Although the prediction of survival and prognosis depends on the FIGO stage, tumor size, and age, it is unknown why prognosis, survival, and drug response are different in the same stage. Radiotherapy and/or hysterectomy is the standard therapy for treatment of early-stage cancer, whereas chemoradiation therapy is generally used for advanced-stage patients. Generally, 80%–90% of patients in early stage are cured using surgery and/or radiotherapy, but it is still difficult to choose the right treatment method for women with advanced-stage cervical cancer. To increase the survival of the patients, chemotherapy and molecular-targeted therapy are currently recommended to early-stage and advanced-stage patients, respectively. In this study, we showed that the 70-gene signature increased accuracy for predicting prognosis of the patients. We observed that chemotherapy had no effect on survival in the early stage of cancer. In contrast, molecular-targeted therapy combined with chemoradiation therapy provided a survival benefit in high-risk patients (p = 0.0746), but had the opposite result in low-risk patients (p = 0.00283). Thus, the 70-gene signature could help to recommend molecular-targeted therapy to high-risk patients suffering from advanced-stage cancer.

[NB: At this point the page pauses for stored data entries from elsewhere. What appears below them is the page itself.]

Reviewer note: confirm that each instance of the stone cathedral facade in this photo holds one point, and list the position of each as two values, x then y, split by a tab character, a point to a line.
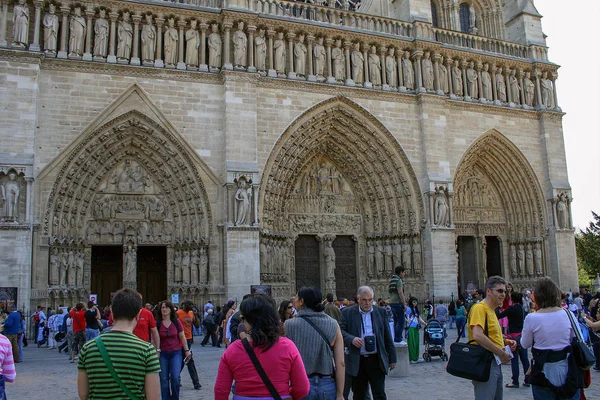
198	147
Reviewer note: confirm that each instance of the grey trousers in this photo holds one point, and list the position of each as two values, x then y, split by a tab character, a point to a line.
493	388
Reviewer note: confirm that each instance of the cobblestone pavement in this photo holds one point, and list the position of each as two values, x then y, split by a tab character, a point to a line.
46	374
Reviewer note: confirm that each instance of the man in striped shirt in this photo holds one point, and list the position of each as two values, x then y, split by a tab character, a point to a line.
135	361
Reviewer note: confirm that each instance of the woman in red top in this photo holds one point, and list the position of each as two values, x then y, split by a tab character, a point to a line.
171	339
277	355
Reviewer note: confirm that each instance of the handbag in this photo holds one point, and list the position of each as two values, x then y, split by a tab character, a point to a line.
470	361
582	354
260	370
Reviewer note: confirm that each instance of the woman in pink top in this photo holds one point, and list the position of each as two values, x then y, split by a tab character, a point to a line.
7	366
277	355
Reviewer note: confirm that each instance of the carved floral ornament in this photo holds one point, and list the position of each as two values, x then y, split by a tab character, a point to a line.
129	180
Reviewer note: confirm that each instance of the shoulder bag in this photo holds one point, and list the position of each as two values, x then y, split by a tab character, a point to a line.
260	370
582	354
470	361
111	369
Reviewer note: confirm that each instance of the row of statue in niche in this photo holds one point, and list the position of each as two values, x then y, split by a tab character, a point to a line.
173	43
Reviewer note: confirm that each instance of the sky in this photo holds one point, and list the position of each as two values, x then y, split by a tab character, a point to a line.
571	30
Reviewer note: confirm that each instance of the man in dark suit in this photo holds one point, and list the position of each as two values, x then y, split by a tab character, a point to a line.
367	335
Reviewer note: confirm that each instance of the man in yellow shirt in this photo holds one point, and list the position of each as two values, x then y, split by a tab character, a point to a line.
495	290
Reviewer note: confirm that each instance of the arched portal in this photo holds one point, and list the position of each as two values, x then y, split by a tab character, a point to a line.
498	214
339	176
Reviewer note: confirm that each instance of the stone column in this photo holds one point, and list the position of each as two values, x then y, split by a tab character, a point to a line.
311	76
181	61
203	28
35	46
135	48
251	30
158	62
64	50
227	47
112	39
290	59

Molecular-targeted therapy was approved in recurrent or metastatic cervical cancer.34 In clinical trials, molecular-targeted therapy increased OS and progression-free survival (PFS), but decreased HR. In a randomized controlled study, vascular endothelial growth factor (VEGF) increased median OS up to 4 months and decreased HR to 0.71.35 HER2 and epidermal growth factor receptor (EGFR) targeted therapies (clinical trial phase II, randomized controlled study) showed median OS (11 months), time to progression (4.27 months), and stable disease (44%).36 A single treatment of EGFR targeted agents showed minimal activity or no meaningful benefits.37, 38, 39, 40, 41 programed cell death (PD-1) and programmed cell death ligand 1 (PD-L1) inhibitors increased the response rate in recurrence and metastatic cervical cancer patients.42 In our study, 31 biological processes were identified from Gene Ontology term analysis of 70 genes. Analysis by the PANTHER classification system revealed the angiogenesis pathway as the major target of molecular-targeted therapy. Bevacizumab, an angiogenesis blocker, was associated with regulation of phosphatidylinositol 3-kinase signaling, extracellular matrix organization, and cell adhesion, which were identified in our Gene Ontology analysis (Table 1).

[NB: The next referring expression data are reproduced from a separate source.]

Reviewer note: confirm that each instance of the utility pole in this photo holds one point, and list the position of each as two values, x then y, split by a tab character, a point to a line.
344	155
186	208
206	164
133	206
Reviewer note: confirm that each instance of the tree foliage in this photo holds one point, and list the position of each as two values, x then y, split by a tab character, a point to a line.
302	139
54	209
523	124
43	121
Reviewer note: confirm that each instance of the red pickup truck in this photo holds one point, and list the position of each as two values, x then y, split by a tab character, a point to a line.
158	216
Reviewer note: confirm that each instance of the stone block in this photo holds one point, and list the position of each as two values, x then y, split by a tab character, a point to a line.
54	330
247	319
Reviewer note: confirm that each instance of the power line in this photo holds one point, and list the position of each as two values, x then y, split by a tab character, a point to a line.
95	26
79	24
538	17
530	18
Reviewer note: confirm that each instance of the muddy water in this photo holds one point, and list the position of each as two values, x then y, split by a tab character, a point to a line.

Our study had several strengths. First, we showed that the 70-gene signature was a good biomarker for better prognosis prediction of cervical cancer. Second, it allowed for stratification of the patients into two distinctive risk groups even when the patients were also classified in terms of stage, size, and age. Finally, it provided the guidance on how to select patients (high risk in the advanced stage) who could benefit from optimal molecular-targeted therapy. There are a few limitations in this study. Only a small number of patients were analyzed for outcome determination with each therapeutic modality, and more detailed analysis of each molecular-targeted therapy and chemotherapy drugs was not possible to perform due to limited information. The clinical stages used in this study corresponded to the previous FIGO version because the new staging system was announced in 2019.
In conclusion, the 70-gene signature could constitute a more accurate biomarker for further stratification of patients besides by stage, size, and age. It also provided guidance for identifying patients who could benefit from molecular-targeted therapy in advanced-stage cervical cancer.
Materials and Methods
Gene Expression Databases
Three gene expression datasets were obtained from the National Center for Biotechnology Information GEO database (http://www.ncbi.nlm.nih.gov/geo) and one NGS dataset was from TCGA database (https://www.cancer.gov/about-nci/organization/ccg/research/structural-genomics/tcga). Gene expression data from the GEO: GSE44001 was used as the training dataset. TCGA, GSE39001, and GSE52904 were used as validation datasets (Table S5). Table 2 showed clinicopathological and clinical information of patients in detail, which were provided by TCGA and GEO databases. Healthy controls data were collected from GEO: GSE39001 and GEO: GSE52904.
Table 2.
Clinical Characteristics of Patients in the Training and Validation Datasets with Cervical Cancer
| Variable | Training Set |
Validation Set |
||
|---|---|---|---|---|
| GEO: GSE44001 | TCGA | GEO: GSE39001 | GEO: GSE52094 | |
| Patients used, n | 300 | 290 | 21 | 55 |
| Median age (range), years | 46 (20–88) | 43 (32–67) | 50 (24–74) | |
| Tumor size | ||||
| <4 cm | 218 | |||
| ≥4 cm | 82 | |||
| FIGO stage (n) | ||||
| I | 258 | 155 | 14 | 27 |
| II | 42 | 66 | 7 | 8 |
| III | 0 | 42 | 0 | 16 |
| IV | 0 | 21 | 0 | 4 |
| DFS (range), months | 47.5 (0.43–104.13) | |||
| Follow-up (range), months | 61 (17–93) | 58 (1–86) | ||
| OS (range), months | 18.4 (0.03–214) | |||
| Hysterectomy | ||||
| Yes | 155 | 11 | 15 | |
| No | 9 | 10 | 40 | |
| Radiotherapy | ||||
| Yes | 175 | 17 | 41 | |
| No | 63 | 4 | 14 | |
| Chemotherapy | ||||
| Yes | 145 | 11 | 23 | |
| No | 144 | 10 | 32 | |
| Molecular-targeted therapy | ||||
| Yes | 84 | |||
| No | 44 | |||
DFS, disease-free survival; FIGO, International Federation of Gynecology and Obstetrics; OS, overall survival; TCGA, The Cancer Genome Atlas.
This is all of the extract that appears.